Quatre mains d’harmonie

En matière d’égalité des droits homme-femme, je ne peux témoigner que de moi et de ma vie.
Une vie de pianiste formée au Conservatoire où l’interprète ( homme ou femme) tient plus à l’égalité des doigts qu’à l’égalité des droits.

Nous étions alors de grands élèves formés par le duo « Benzakoun », pianistes à la ville comme à la scène qui représentait à eux seuls un bel exemple de vie d’artistes à part égale dans tous les domaines.
Chaque été, nous passions une dizaine de jours avec eux au Château de Valencay à exécuter les œuvres du répertoire de quatre-mains et deux pianos.
Cet été là, le hasard me défia de jouer en quatre-mains le final d’une danse de Mendelssohn avec l’un des élèves les plus brillants de la promo.
La partition était dense et fougueuse et déjà je faisais une sorte de complexe d’infériorité face à mon binôme (ou bin’homme) néanmoins ami.
Nous avions trouvé un terrain d’égalité en dehors du piano car nous connaissions toute l’intégrale de Pierre Desproges ce qui nous plongeait dans un ping pong incessant des meilleures répliques mais là je ne me sentais pas à la hauteur de ses prouesses pianistiques et peut être je me reposais inconsciemment sur quelques schémas sexistes, hérités de mes parents, où je ne pouvais pas faire le poids face à cette puissance masculine.

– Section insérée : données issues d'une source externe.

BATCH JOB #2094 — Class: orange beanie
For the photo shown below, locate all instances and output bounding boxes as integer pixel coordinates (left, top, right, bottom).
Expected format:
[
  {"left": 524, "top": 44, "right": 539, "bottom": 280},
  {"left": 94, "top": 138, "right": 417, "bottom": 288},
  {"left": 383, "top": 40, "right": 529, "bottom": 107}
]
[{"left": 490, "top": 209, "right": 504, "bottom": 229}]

Bref, j’affrontais ce défi de taille en me lançant corps et âme dans le travail de ma partie après s’être répartis une moitié de clavier chacun comme un gâteau, on ne pouvait pas faire plus équitable ! Tout me semblait déréglé car je me retrouvais avec la partie du bas sur laquelle repose le moteur turbo rythmique, harmonique plutôt viril où il fallait lâcher les chevaux vu la carrosserie que j’avais en haut , ce qui me fit sortir une force masculine insoupçonnée de moi sur laquelle s’est posée naturellement la brillance de mon coéquipier sortant à son tour une sensibilité romantique et féminine dans le registre aigu.Tous les stéréotypes homme-femme étaient inversés.

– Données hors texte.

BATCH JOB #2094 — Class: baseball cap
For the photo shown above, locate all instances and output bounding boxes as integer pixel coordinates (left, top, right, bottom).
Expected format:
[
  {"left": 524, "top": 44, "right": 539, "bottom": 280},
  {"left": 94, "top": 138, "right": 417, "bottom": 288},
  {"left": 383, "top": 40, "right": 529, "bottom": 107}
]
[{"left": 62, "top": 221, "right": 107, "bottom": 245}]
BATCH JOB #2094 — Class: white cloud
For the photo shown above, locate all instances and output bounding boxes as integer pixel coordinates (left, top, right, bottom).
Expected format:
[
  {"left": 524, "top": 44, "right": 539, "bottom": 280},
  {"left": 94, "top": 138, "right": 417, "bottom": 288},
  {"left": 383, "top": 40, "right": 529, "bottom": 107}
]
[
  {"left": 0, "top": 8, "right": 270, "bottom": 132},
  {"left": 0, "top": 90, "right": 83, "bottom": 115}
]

A force d’un travail acharné, nous avons entamé les répétitions à deux pour ne plus faire qu’un ; nous nous sommes retrouvés à l’intersection de chacune de nos zones de confort , bras dessus bras dessous et puis la magie opéra.
A nous deux, nous étions soudés comme les cinq doigts de la main, une sorte d’osmose totale où s’il y avait à gérer quelque chose ce n’était plus l’égalité des droits homme-femme mais l’égalité des doigts face à la musique tout simplement.
Le final s’est envolé avec fougue sur scène en me laissant à tout jamais la trace de ce beau pied de nez face à la parité des mains homme-femme du genre humain.